C'est le nom des habitans de la Carie.
Pourquoi avoir donné cette forme & ce nom à ces pilastres?
Pour éterniser le châtiment de ce peuple traître, qui s'étant ligué avec les Perses contre ses freres, les autres Grecs, fut passé au fil de l'épée; on réduisit les femmes en servitude.
Les architectes modernes, qui n'avoient pas le même motif que les anciens de conserver cet ordre, en firent cependant usage dans une autre intention. Comme ces figures colossales ne s'emploient ordinairement qu'aux palais des rois, les rois ne peuvent jetter les yeux sur leurs palais, sans réfléchir que leurs sujets ressemblent aux Cariatides qui soutiennent le balcon où ils se promenent. Si la charge est trop lourde, le peuple ploye & se brise; mais, dans sa chûte, il entraîne ceux qui pesoient sur lui.
LEÇON D'ARITHMÉTIQUE.
En ce tems-là; un jeune roi très-jeune en étoit encore aux élémens de l'arithmétique.
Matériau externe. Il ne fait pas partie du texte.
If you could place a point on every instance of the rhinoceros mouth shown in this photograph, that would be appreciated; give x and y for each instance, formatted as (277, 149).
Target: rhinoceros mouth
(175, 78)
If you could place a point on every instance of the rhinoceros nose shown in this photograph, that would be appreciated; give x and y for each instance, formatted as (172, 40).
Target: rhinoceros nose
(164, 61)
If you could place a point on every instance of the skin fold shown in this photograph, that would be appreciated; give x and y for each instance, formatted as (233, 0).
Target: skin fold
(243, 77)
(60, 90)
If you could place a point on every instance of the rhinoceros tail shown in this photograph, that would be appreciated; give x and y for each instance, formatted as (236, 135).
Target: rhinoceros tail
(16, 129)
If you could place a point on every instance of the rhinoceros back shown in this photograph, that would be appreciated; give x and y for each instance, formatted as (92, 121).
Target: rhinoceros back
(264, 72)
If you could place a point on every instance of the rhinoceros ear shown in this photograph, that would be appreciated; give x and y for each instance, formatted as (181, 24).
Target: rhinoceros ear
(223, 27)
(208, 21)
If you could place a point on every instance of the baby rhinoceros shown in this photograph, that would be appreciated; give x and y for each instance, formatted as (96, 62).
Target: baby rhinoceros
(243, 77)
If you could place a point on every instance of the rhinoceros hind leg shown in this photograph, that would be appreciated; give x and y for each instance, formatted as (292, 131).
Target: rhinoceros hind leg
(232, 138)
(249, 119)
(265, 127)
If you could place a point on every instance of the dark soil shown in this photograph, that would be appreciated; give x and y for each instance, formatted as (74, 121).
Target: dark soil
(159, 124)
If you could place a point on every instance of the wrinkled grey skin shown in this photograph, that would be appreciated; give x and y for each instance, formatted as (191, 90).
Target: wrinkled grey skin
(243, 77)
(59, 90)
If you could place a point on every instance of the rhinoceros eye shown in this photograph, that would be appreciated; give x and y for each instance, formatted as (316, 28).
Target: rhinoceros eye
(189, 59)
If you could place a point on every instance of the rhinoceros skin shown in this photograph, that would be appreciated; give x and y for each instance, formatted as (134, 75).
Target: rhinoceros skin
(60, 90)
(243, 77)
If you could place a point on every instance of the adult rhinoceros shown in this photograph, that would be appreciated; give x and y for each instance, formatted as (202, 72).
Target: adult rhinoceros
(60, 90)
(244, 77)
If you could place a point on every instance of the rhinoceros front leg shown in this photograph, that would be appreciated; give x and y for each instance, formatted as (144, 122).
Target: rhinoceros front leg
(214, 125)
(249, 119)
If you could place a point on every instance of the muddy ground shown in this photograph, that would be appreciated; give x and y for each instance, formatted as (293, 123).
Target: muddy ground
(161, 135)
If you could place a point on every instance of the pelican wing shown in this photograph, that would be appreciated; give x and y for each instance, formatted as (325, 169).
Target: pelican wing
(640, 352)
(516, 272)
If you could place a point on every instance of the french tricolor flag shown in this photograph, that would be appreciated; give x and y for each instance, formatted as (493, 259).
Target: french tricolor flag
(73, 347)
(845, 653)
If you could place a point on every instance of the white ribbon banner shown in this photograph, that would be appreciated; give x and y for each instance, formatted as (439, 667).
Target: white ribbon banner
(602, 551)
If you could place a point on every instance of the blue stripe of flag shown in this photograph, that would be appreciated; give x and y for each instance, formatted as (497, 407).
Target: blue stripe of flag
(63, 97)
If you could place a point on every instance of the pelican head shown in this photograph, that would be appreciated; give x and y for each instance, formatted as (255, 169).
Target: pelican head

Son maître de mathématiques, qui n'étoit point un courtisan, lui donna un jour cette leçon.
Un roi, par exemple, est dans son royaume, comme l'unité: s'il se trouvoit tenté de ne regarder chacun de ces sujets que comme un zéro, on pourroit lui faire observer que ce sont les zéros qui donnent une valeur à l'unité. Plus on les multiplie, plus l'unité compte. L'unité, réduite à elle-même, ne seroit rien. Elle leur doit tout ce qu'elle vaut. Il y a pourtant cette différence importante entre les zéros en politique & les zéros en arithmétique, c'est que les derniers ne peuvent entrer en compte sans l'unité qui leur donne une existence, & de laquelle ils ne peuvent se passer. Les premiers, au contraire, font tout pour l'unité qui ne fait presque rien pour eux.
LA LEÇON D'ARMES.
En ce tems-là; un roi apprenoit à faire ce qu'on appelle des armes, & il n'étoit pas des plus adroits; presque toutes les fois qu'il s'escrimoit, il se blessoit lui-même, ou blessoit ceux contre qui il tiroit. Quelqu'un présent à ses exercices, osa bien lui dire un jour:
Prince, croyez-moi, défaites-vous de votre sceptre, comme de votre épée; car il est encore bien plus difficile de porter l'un que de manier l'autre; & les coups de mal-adresse sont d'une bien plus grande conséquence.
COURS D'ANATOMIE.
En ce tems-là; un jeune roi, enclin au despotisme, parut desirer faire son cours d'anatomie. Le sénat ordonna qu'on lui en feroit les démonstrations sur le squelette d'un tyran nagueres décapité juridiquement. Le jeune prince en fut prévenu dès les premieres leçons; & ce cours lui valut un traité de morale.
L'ÉLEVE EN CHIRURGIE.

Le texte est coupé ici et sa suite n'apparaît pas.